Kinar masih ragu untuk mengatakan hal yang sebenarnya kepada ibunya itu. Dia takut ibunya akan terluka saat mengetahui yang sesungguhnya.

"Akh ... lama kamu. Biar Ayah saja yang mengatakannya kepada Ibumu itu," ucap Heru. "Jadi sebenarnya begini Kiran, kamu pasti tidak akan percaya mendengar kata-kataku ini. Tapi itulah kebenaran yang sesungguhnya. Apapun yang aku katakan, itu adalah kebenarannya. Aku juga sangat yakin bahwa kamu pasti akan terluka dan kecewa setelah kamu mengetahui hal itu. Tapi tetap saja aku harus mengatakan hal ini padamu. Kamu perlu mengetahui yang sesungguhnya," ujar Heru.

"Apa? Cepatlah katakan! Jangan buat aku semakin penasaran saja," ucap Bu Kiran.

"Putrimu ini," tunjuk Heru ke arah Kinar. "Dia bukan anak baik!" celetuk Heru.

"Apa?" kaget Bu Kiran.

'Apa ini? Mengapa Ayah langsung berucap seperti itu? Ini bukan kebenaran yang sesungguhnya'. Batin Kinar.

"Tidak, Ibu! Itu bukan kebenarannya," bantah Kinar.

"Diam kamu, Kinar! Kamu tidak perlu membantah lagi. Ibumu juga harus tahu," ucap Heru.

"Tapi itu bukan kebenaran yang sesungguhnya," ucap Kinar.

"Lalu apa yang benar? Apa tentang kamu yang menjadi seorang wanita pekerja di tempat hiburan? Tugasmu menemani para pria hidung belang yang tengah minum-minum? Iya, itu yang sesungguhnya? Atau kamu yang sering disentuh oleh mereka?" sungut Heru.

"Apa?" kaget Bu Kiran. Dia benar-benar syok mendengar kata-kata Heru.
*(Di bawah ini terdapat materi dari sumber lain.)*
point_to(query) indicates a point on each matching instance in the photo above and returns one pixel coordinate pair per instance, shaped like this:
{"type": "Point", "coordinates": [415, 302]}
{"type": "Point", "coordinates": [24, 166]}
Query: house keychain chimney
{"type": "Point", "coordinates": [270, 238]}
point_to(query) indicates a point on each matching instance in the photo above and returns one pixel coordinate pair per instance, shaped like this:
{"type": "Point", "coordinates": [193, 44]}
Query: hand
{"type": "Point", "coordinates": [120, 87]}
"Kinar, apa itu benar, Nak? Apa yang telah ayahmu katakan itu benar? Apa kamu bekerja seperti itu, Sayang? Katakan pada Ibu, Nak! Cepat katakan!" titah Bu Kiran.
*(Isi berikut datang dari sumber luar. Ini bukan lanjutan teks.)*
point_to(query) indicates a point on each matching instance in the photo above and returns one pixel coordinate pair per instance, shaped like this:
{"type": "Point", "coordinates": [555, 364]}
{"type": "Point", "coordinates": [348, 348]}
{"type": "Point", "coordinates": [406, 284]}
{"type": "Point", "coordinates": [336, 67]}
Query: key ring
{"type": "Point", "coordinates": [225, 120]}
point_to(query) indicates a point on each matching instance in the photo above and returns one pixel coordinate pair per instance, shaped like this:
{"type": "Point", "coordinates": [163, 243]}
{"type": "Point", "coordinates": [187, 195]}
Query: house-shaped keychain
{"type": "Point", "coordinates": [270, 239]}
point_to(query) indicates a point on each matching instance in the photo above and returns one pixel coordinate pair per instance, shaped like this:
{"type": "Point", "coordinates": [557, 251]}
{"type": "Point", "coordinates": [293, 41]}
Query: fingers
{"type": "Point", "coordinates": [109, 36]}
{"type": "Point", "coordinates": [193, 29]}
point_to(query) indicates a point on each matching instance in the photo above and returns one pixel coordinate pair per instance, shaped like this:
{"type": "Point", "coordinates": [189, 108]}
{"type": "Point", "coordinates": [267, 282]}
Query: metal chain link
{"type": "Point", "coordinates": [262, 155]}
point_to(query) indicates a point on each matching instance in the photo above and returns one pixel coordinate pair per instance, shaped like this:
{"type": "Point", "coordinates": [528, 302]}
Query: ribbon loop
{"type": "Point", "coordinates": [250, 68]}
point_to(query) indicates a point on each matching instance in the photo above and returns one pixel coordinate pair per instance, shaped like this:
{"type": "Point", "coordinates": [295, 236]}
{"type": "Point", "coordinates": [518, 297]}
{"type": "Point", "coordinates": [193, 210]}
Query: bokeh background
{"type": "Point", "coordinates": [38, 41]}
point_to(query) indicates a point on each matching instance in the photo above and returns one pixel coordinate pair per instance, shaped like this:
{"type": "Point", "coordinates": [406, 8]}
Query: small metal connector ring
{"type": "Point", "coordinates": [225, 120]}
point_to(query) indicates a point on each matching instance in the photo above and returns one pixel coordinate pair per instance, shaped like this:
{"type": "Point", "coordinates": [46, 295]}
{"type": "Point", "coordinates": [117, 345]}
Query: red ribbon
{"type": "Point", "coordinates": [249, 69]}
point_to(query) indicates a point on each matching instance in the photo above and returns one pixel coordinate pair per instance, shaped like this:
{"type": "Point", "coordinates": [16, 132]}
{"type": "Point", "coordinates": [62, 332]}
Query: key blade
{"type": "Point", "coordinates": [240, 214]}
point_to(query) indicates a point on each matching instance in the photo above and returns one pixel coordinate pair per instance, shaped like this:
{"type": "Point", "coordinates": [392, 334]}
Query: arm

"Ibu ... Ibu, itu memang benar, Bu," aku Kinar.

"Kiran, kamu ... jadi selama ini kamu mencari uang dengan cara yang salah, Nak? Kamu telah membuat Ibu kecewa, Kinar," ujar Bu Kiran yang membuat Kinar menjadi begitu sedih.
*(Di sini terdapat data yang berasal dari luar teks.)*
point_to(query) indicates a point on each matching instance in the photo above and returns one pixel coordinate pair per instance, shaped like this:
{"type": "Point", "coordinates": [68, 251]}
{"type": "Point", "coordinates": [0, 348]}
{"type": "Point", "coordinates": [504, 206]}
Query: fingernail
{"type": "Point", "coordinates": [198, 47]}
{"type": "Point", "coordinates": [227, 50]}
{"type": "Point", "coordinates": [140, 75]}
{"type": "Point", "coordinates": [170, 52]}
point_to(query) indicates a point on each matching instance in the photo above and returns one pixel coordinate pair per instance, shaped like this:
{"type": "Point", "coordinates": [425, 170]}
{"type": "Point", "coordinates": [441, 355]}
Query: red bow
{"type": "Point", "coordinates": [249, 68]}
"Ibu, Kinar melakukan itu karena ada alasannya, Bu. Itu bukan keinginan Kinar," ucap Kinar.

'Gawat, sepertinya si Kinar mau mengungkapkan tentang diriku yang telah membuatnya bekerja di sana. Aku harus segera menghentikan ini semua'. Batin Heru.

"Apa? Apa alasannya, Nak?" selidik Bu Kiran.

"Halah, sudahlah, Kiran! Kamu tidak perlu lagi mendengarkan kebohongan apapun juga dari anak tidak tahu diri itu. Dia hanya ingin membuat kamu mempercayai semua kebohongannya," cicit Heru.

"Tidak, Bu! Kinar tidak berbohong. Kinar memang terpaksa bekerja di tempat itu," ucap Kinar.

"Sudah, Kinar. Cukup! Ayo cepat kamu pergi dari sini!" usir Heru.

Heru pun kemudian langsung saja menyered Kinar keluar dari rumah. Saat tiba di ambang pintu, Heru pun dengan cepat langsung melempar tubuh Kinar hingga Kinar terjatuh.

"Mas, apa yang kamu lakukan kepada anak kita?" ucap Bu Kiran yang tiba-tiba saja muncul di belakang tubuh Heru.

"Sudahlah, Kiran. Dia bukan anak kita lagi! Dia sudah membuat kita malu dan juga kecewa. Dia bukan anak baik," cicit Heru.

"Ibu, Kinar bisa jelaskan semuanya, Bu. Tolong dengarkan, Kinar," mohon Kinar.

"Pergi kamu, Kinar! Pergi! Sana pergi!" bentak Heru. "Ayo, Kiran, kita masuk saja. Biarkan anak itu di sana," ucap Heru yang langsung menarik Bu Kiran masuk ke dalam rumah dan langsung menutup pintu rumah.